Utend̠i wa Tambuka or Utenzi wa Tambuka ("The Story of Tambuka"), also known as Kyuo kya Hereḳali (the book of Heraclius), is an epic poem in the Swahili language, dated 1728. It is one of the earliest known documents in Swahili.

Known by various titles in English, including The Book of the Battle of Tambuka and The Story of Heraclius, the story recounts numerous events of the Byzantine-Arab Wars and Byzantine-Ottoman Wars between the Muslims and Romans (the contemporary name for the Byzantines). The Byzantines were represented by the Emperor of the Byzantine Empire, Heraclius. The story covers a period from 628 (the Battle of Mu'tah) to 1453 (the Fall of Constantinople). "Tambuka" is the Swahili rendering of Tabuk, a city located in north-western Saudi Arabia. The oldest manuscript of the epic is dated 1141 on the Islamic Calendar, corresponding to AD 1728. It was written at Yunga, a royal palace in the old city of Pate (the palace has since been destroyed). In strophe 1124–1125, the author notes that the "king of Yung"' (that is, the then Sultan of Pate) asked him to write an epic on the heroic deeds of the first followers of the Islamic prophet Muhammad.
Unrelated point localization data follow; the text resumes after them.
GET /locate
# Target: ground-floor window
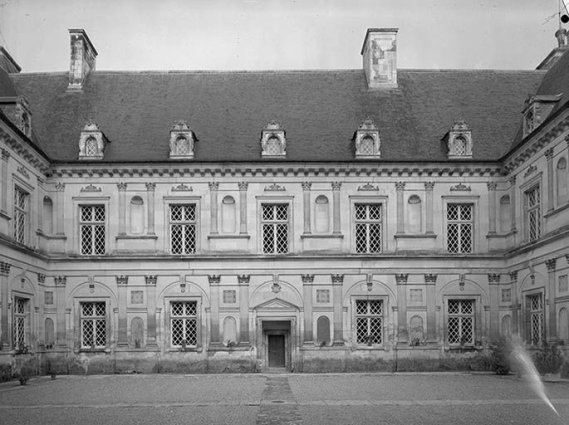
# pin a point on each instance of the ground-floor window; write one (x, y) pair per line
(93, 324)
(535, 311)
(184, 323)
(460, 321)
(369, 322)
(20, 323)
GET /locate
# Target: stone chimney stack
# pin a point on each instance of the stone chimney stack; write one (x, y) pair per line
(380, 57)
(83, 55)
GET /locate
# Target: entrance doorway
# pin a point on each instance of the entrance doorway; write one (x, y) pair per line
(276, 350)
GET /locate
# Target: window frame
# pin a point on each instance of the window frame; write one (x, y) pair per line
(168, 318)
(80, 201)
(462, 200)
(79, 322)
(275, 200)
(170, 201)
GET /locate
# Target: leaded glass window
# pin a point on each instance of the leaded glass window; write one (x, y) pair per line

The author identifies himself in one of the final stanzas (1146) as Mwengo, son of Athumani or Osman. Not much more is known about him other than that he wrote at the court of the Sultan of Pate, that he was no longer a young man by 1728, and that some other poems are ascribed to him. He also had a son, Abu Bakr bin Mwengo, who wrote an imitation of his father's epic somewhere in the middle of the 18th century.

Like other manuscripts of the period in Swahili, the Utendi wa Tambuka is written in Arabic script. The language used is a northern dialect of Swahili called Kiamu; some manuscripts, however, show influence from Kigunya (another northern dialect), while others show traces of Kiunguja, the dialect of Zanzibar.